Banks also use big data to reduce instances of fraudulent activities. Identity fraud is one of the most prolific types of fraud. In 2019, over 14.4 million individuals consumers became victims of identity theft. In the US alone, 33% of adults have been victims of this type of fraud, twice more than the global average. Big data generated from customers and their transactions play a part in fraud prevention. An example of this is when a customer informs the card issuer about an upcoming trip abroad. This is done to make sure that transactions that require authorization are user-initiated. Banks verify the location and date of travel to compare with transactions that will be initiated during the dates provided by the card user.

How is big data used in profiling?

The main use of big data within banks is to create various consumer segments. Big data helps provide the information needed to make detailed client profiles that provide banks insight into the unique but grouped characteristics based on factors such as the customer’s demographic, the number of bank accounts under their name, their relationship with other existing customers, behavioral and service patterns, and offers they have rejected and accepted. The information is used by financial institutions to curate offers, promotions, and services that are likely to be utilized by the target consumer segment.
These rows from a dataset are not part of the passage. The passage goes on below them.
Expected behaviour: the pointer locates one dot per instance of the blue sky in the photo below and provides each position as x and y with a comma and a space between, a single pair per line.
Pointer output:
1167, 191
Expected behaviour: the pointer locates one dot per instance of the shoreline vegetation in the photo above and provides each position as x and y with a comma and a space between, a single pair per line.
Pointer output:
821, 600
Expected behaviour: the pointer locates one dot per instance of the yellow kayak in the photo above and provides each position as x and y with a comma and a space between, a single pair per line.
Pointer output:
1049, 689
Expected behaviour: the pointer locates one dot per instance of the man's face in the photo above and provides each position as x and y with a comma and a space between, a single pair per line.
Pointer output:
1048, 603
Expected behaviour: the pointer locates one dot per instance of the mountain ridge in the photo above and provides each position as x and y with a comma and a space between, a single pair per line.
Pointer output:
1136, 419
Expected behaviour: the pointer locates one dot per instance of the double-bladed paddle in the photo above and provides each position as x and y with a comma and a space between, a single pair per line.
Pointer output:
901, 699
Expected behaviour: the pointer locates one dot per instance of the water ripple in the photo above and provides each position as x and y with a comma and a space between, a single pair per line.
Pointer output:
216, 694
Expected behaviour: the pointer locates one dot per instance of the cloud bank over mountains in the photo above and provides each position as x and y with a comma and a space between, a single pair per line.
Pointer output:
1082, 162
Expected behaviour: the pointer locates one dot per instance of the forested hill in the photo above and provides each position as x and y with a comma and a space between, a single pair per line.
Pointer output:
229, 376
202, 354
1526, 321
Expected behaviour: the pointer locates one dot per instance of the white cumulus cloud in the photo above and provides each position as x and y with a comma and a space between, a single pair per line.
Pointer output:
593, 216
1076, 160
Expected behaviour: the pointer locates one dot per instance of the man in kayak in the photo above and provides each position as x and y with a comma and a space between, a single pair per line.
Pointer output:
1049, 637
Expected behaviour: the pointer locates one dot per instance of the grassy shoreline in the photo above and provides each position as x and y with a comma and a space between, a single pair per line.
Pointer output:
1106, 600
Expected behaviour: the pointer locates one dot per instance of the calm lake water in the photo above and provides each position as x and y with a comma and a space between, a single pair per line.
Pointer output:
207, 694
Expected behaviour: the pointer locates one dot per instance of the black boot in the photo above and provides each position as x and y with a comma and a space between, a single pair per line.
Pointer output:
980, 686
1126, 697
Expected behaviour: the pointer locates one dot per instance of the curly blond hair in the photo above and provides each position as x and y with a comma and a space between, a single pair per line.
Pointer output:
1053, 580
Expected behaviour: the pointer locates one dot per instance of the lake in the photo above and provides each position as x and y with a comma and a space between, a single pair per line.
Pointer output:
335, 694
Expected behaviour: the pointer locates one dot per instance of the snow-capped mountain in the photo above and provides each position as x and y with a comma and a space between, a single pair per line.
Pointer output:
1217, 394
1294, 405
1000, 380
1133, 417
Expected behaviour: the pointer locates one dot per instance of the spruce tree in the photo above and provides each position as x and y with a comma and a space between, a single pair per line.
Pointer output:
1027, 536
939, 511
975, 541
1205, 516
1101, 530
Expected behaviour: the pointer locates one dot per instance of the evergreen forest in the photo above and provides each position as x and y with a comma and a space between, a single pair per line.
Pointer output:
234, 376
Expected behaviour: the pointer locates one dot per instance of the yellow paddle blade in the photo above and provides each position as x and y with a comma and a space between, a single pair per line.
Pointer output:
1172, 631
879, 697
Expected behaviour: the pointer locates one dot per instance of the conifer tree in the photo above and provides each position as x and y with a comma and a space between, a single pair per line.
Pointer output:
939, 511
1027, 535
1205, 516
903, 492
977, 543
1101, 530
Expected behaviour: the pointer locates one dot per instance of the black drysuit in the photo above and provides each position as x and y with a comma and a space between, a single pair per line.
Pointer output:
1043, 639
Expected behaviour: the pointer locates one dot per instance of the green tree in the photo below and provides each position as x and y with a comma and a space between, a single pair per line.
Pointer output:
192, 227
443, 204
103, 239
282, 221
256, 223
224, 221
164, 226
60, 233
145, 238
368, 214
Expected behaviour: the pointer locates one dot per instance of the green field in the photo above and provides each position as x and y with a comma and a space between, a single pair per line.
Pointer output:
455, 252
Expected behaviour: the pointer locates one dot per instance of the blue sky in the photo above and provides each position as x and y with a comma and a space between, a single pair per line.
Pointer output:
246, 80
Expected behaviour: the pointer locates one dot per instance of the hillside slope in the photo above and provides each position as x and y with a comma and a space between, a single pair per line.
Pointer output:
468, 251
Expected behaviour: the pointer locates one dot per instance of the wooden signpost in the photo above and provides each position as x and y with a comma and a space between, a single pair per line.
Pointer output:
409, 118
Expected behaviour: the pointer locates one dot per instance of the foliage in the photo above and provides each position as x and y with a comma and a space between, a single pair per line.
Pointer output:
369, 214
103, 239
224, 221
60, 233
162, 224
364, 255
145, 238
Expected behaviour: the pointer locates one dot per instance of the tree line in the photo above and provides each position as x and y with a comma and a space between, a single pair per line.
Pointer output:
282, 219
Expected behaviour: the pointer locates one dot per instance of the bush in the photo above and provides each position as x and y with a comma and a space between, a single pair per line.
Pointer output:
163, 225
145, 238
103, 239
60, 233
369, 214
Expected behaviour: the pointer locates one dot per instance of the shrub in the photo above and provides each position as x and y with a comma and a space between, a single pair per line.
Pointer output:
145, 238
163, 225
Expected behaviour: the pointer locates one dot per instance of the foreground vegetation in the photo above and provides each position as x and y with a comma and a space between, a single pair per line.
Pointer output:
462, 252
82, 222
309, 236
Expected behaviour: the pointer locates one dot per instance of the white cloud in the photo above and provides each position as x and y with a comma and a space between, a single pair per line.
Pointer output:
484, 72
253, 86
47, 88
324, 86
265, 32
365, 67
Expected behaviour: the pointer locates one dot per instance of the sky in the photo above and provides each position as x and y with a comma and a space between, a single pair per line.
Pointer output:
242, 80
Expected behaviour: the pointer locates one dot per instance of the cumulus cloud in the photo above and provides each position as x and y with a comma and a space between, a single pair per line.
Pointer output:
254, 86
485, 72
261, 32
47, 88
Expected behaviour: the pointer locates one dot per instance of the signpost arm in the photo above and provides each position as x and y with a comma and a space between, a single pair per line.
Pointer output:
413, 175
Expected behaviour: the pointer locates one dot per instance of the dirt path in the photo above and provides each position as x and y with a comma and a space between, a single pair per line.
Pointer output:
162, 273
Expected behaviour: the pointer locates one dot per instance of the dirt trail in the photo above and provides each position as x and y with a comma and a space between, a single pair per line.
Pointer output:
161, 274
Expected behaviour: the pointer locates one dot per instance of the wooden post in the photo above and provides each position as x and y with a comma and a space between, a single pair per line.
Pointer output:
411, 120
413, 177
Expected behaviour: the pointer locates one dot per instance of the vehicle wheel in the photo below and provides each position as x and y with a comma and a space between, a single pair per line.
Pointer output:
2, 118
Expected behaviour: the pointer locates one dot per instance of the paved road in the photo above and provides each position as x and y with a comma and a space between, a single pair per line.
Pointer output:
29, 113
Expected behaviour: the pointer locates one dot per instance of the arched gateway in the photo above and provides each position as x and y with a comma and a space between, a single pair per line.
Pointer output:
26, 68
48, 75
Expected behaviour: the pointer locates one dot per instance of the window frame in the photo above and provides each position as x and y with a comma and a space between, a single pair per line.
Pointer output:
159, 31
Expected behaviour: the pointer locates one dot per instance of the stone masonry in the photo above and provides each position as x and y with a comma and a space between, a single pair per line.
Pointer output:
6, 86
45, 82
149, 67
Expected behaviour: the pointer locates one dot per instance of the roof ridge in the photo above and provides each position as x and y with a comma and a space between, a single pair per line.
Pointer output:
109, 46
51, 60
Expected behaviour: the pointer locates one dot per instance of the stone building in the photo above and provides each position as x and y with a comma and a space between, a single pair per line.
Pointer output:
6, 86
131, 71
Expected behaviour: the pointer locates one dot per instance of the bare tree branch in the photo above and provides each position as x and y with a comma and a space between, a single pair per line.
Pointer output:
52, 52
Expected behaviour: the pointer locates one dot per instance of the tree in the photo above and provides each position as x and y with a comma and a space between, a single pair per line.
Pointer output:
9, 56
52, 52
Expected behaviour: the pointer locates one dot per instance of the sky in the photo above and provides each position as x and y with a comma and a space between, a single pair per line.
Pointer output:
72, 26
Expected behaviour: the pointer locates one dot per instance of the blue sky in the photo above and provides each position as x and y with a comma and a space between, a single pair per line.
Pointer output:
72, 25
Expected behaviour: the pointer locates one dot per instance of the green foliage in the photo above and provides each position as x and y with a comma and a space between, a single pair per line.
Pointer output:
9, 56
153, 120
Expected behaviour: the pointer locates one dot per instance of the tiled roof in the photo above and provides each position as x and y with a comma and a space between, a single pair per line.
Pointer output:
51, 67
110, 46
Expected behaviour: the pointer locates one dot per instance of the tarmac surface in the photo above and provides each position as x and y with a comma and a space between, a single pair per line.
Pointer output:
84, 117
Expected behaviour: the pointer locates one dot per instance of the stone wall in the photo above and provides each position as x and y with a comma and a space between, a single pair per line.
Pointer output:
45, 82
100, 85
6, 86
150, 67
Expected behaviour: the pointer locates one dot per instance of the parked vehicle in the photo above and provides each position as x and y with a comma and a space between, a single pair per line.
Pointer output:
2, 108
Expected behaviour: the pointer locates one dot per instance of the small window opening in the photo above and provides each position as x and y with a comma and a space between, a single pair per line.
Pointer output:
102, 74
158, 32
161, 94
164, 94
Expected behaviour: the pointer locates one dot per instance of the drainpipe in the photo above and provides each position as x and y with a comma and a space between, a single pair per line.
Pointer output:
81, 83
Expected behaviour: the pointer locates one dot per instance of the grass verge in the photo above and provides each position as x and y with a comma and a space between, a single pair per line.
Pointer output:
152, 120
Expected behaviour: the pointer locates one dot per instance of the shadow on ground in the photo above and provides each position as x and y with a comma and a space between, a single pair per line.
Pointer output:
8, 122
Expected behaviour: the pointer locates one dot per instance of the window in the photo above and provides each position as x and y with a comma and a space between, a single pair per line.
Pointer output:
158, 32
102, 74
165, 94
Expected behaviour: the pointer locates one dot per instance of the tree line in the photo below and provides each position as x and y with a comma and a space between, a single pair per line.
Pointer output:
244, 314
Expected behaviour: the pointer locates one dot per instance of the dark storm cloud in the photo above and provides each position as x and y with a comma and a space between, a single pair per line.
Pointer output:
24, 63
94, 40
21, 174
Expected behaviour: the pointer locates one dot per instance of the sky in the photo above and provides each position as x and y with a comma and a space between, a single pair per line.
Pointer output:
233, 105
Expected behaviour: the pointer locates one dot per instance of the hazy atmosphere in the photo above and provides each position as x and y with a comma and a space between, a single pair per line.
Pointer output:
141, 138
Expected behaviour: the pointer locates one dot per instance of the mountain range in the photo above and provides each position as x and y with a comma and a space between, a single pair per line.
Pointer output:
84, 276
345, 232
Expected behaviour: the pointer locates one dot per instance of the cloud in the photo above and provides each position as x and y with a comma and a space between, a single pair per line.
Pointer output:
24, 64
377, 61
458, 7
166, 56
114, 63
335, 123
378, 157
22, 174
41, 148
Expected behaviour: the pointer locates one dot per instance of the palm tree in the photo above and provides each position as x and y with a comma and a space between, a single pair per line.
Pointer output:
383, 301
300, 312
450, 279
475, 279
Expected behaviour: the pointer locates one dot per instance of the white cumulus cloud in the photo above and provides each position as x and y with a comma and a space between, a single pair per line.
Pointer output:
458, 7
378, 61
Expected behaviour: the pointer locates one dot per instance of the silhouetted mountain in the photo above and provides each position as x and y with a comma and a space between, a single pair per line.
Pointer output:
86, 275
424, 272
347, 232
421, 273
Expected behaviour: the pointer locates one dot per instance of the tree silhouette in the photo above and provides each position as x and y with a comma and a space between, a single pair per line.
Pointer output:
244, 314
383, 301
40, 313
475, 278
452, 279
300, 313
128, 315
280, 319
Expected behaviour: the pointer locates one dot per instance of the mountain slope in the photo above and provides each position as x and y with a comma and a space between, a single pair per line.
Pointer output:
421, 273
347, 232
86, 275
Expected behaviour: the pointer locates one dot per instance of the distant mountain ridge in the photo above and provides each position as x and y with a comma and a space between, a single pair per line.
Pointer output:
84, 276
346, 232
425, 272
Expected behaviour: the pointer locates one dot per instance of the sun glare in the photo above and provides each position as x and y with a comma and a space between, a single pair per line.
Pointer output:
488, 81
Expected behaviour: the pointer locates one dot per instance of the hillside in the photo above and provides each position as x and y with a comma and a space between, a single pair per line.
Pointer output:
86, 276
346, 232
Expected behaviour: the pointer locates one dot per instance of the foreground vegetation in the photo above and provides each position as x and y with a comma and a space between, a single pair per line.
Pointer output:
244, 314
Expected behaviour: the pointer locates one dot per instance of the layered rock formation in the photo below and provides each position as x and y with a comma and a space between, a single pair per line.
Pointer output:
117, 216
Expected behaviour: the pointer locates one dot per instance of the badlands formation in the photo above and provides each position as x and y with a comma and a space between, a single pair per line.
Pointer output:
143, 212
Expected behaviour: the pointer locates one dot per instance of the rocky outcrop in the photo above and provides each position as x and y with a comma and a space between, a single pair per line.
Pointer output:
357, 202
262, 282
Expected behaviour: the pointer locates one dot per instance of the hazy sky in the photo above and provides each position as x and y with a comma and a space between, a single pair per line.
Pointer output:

Another application of data analytics in the banking sector is credit card scoring or FICO. Credit card scoring is the measurement of a borrower’s creditworthiness based on credit history. Credit history includes repayment history, the total amount of debt, the number of accounts under the borrower’s name, and other factors. Using credit scores is for potential lenders to evaluate the debt payment probability of a potential borrower.

How does data security factor in?

data security

The amount of personal information in big data makes it a prime target of hackers. In 2019, Capital One had a major data breach that affected approximately a hundred million people in the US and six million in Canada. The data included social security numbers and bank account numbers. This poses an undying threat to consumer data. However, industries, especially the financial industry, have mechanisms to protect and recover from such attacks to stored consumer data.

How do consumers perceive big data generation?

A study by Pew Research Center found that 91% of adults in America agreed that consumers had lost power over how their personal information is gathered and used by companies. The same study also found that only 37% is confident that their credit card providers have the ability to keep their data secure.

Big data is used in consumer profiling, security, and the enhancement of customer service. They function to provide businesses insights on what consumers want and need. This then helps businesses come up with strategies to increase revenue and to attract customers. Insights from social media are especially helpful because trends usually rise from their platforms.